If our runAndReset returns false, then the setNextRunTime method cannot be entered:

if (ScheduledFutureTask.super.runAndReset()) {
    //Modify the Time of the current task
    setNextRunTime();
    // Put the task back into the queue
    reExecutePeriodic(outerTask);
}

In the end, there is no way for the task to be thrown into the queue, and our thread cannot get the task execution and keeps waiting.

4. Conclusion

Through the above analysis, let’s look back at the three questions at the beginning:

1. Why does task error reporting affect the timing thread pool?

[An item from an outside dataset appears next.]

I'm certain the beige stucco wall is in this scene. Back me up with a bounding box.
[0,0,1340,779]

Task error reporting will not affect the thread pool, but the thread pool will lose the current task and will not continue to put it in the queue.

2. Is the scheduled thread pool really dead?

The scheduled thread pool is not suspended, only the tasks that report errors are suspended.

3. How is the timing thread pool executed internally?

Thread pool + delay queue

Therefore, through the above explanation, we should realize: Try Catch must be added to scheduled tasks, otherwise once an exception occurs

Otherwise, you will be like the author, suffering a failure that cost the company tens of millions, a bloody lesson!

It is also said in Alibaba’s development documents:

The experience summed up by the predecessors is really a bloody lesson, we must listen to the advice [crying].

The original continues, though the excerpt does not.